Lola Hayes and "Tone Pictures of the Negro in Music"

Lola Wilson Hayes in a 1941 portrait.

Lola Wilson Hayes (1906-2001) was a highly-regarded African-American mezzo-soprano, WNYC producer, and later, much sought after vocal teacher and coach. A Boston native, Hayes was a music graduate of Radcliffe College and studied voice with Frank Bibb at Baltimore's Peabody Conservatory. She taught briefly at a Black vocational boarding school in New Jersey known as the 'Tuskeegee of the north'[1] before embarking on a recital and show career which took her to Europe and around the United States.
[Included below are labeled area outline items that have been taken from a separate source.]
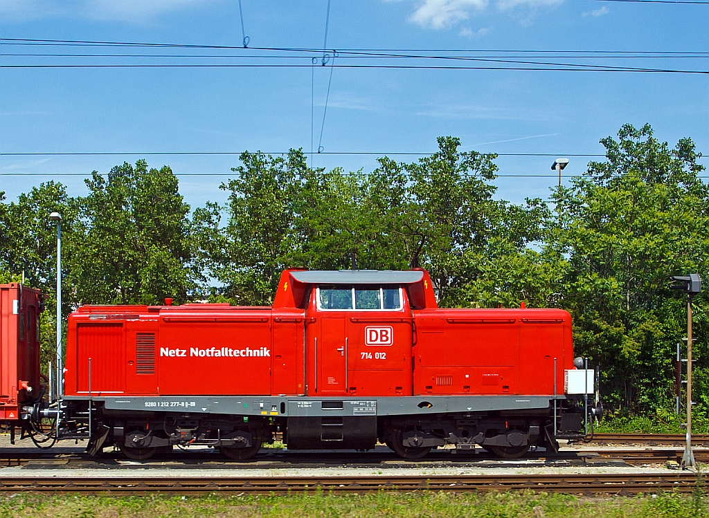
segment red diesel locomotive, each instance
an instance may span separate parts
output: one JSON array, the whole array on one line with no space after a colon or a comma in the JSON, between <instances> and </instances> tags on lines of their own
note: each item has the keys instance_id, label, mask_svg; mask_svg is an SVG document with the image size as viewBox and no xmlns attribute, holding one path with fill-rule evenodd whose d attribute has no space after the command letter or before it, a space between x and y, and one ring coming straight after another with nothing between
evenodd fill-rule
<instances>
[{"instance_id":1,"label":"red diesel locomotive","mask_svg":"<svg viewBox=\"0 0 709 518\"><path fill-rule=\"evenodd\" d=\"M272 307L79 308L62 393L27 393L16 425L138 459L175 444L245 459L277 432L289 450L515 458L586 434L581 366L566 311L439 308L420 269L291 269Z\"/></svg>"}]
</instances>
During World War II, she also made frequent appearances at the American Theatre Wing of the Stage Door Canteen of New York and entertained troops at USO clubs and hospitals.

Hayes also made time to produce a short but notable run of WNYC programs, which she hosted and performed on the home front. Her November and December 1943 broadcasts were part of a rotating half-hour time slot designated for known recitalists. She shared the late weekday afternoon slot with sopranos Marjorie Hamill, Pina La Corte, Jean Carlton, Elaine Malbin, and the Hungarian pianist Arpád Sándor. Hayes' series, Tone Pictures of the Negro in Music, sought to highlight African-American composers and was frequently referred to as The Negro in Music.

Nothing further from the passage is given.